We’re using two cylinders and a double solenoid. Our cylinders are mounted outwards from each other with an arm on the end of each. We plan for the robot to clamp on the sides of the totes/bins by releasing the air. We want to be able to control how much air is released from the cylinders because the arms, in theory, should adjust to the width of both of the bins and all sides of the totes.
Normal pneumatic cylinders “want” to be either extended or retracted. Doing any sort of in-between control is not simple, and it takes a lot of careful design to make it work well.
How much pressure do you need the arms to squeeze the totes with? If you choose the size of the cylinder appropriately, you can apply the right amount of pressure no matter how big the thing between the arms is.
I’d like to preface my statement by saying that I am definitely not a pneumatics expert.
That being said, the main thing to know about pneumatics is that they are usually two-position actuators. This is mainly a result of the lack of precision involved in pneumatics. Teams often have small leaks in their systems, but ignore them because the main idea with pneumatics is the difference in pressure. This means that it is incredibly difficult to give the correct amount of pressurized air to the cylinder to make it stay at one point.
There has been a misconception about pneumatics for teams that don’t regularly use them. I would like to stress, pneumatics and hydraulics are NOT the same thing. Hydraulics and pneumatics both operate with fluid flow, however the main difference is the type of the fluid, the pneumatics operate with air, therefor a gas; while hydraulics operate with a liquid, it is very difficult to compress a liquid, gas on the other hand will fill their container( just one of the properties of gasses).
If you’re still interested in trying to achieve position control with a pneumatic cylinder take a look through THIS thread.
(sorry for spelling out the differences between hydraulics and pneumatics, It’s just important to understand.)
One other option, (I don’t know if variable pressure regulators are legal in pneumatic systems) try using a variable pressure regulator, you may be able to slowly increase/decrease the pressure in the system and measure the current height of your lift mechanism with a sensor and adjust via sensor input. Just an idea.
If I’m reading this correctly, this is one of the few cases where it is easy to get pneumatic cylinders to stop halfway.
Just dump all of the air on the other side - if the tote is between the arms of the cylinders, and unless the cylinders can exert enough force to deform or brake the totes, the arms will stop shortly after meeting the ends of the tote, and hold it with a steady pressure. The grabber is “self-adjusting”.
I’m sorry, I over analyzed this. The default pneumatics system will do this, if you want it to self adjust to the width of the container or tote this will happen with a single or a double solenoid setup.

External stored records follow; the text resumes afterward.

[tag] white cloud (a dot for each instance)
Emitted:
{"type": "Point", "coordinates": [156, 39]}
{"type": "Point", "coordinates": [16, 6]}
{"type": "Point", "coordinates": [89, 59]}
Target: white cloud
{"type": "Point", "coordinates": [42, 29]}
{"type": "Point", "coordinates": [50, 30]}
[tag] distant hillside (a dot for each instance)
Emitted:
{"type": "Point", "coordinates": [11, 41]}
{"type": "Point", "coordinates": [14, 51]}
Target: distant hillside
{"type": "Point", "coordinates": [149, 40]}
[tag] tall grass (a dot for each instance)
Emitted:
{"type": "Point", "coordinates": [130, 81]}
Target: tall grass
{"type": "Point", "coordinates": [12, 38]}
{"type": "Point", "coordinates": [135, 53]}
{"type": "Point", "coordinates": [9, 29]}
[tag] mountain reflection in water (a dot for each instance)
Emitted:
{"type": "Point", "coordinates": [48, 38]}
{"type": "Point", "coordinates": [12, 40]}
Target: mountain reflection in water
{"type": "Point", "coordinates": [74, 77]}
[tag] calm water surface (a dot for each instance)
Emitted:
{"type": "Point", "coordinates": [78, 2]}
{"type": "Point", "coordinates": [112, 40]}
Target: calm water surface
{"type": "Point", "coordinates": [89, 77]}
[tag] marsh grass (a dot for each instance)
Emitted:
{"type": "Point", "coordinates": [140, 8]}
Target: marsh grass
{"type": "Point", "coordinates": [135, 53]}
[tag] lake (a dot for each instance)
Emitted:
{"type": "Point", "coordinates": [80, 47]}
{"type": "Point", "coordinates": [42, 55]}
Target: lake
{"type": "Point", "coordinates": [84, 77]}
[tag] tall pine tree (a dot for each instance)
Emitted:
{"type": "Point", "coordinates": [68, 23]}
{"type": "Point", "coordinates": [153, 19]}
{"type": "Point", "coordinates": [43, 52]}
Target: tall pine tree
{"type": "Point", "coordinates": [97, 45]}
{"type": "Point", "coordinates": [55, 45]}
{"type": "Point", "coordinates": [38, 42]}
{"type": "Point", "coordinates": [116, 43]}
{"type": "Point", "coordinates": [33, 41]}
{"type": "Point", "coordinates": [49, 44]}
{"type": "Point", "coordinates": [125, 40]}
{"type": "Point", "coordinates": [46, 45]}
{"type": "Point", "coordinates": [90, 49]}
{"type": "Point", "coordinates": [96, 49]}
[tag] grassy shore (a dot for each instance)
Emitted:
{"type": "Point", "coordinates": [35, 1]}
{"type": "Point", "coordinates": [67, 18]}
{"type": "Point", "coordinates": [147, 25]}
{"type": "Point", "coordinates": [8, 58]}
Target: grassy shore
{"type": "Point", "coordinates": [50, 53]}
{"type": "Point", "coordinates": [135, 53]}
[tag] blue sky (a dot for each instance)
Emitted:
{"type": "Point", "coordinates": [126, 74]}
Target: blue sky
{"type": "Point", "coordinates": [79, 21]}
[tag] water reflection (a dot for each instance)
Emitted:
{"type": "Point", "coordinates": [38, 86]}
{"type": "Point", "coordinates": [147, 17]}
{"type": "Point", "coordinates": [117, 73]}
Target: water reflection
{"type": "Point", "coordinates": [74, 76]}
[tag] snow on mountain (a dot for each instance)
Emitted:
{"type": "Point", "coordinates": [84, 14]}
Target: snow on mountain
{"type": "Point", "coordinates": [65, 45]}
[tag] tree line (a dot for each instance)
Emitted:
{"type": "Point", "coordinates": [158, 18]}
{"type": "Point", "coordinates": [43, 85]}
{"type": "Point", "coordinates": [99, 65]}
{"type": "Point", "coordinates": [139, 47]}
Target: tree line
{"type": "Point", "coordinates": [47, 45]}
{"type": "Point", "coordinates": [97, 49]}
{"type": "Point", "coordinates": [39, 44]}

Basically there will be pressure applied to one side or the other of the pneumatics (one of the solenoids will be open) the other solenoid is exhausting it’s pressure to allow for a pressure differential in the system, this is what allows for extension or retraction of the piston. There will always be one side of the pneumatics in the “Exhaust” state, when your actuator comes into contact with something it will exert force until equilibrium is reached, there is no need to do anything with the exhausted air. Just set up your pneumatics like you see on test boards, robots, etc. and this system will work for you.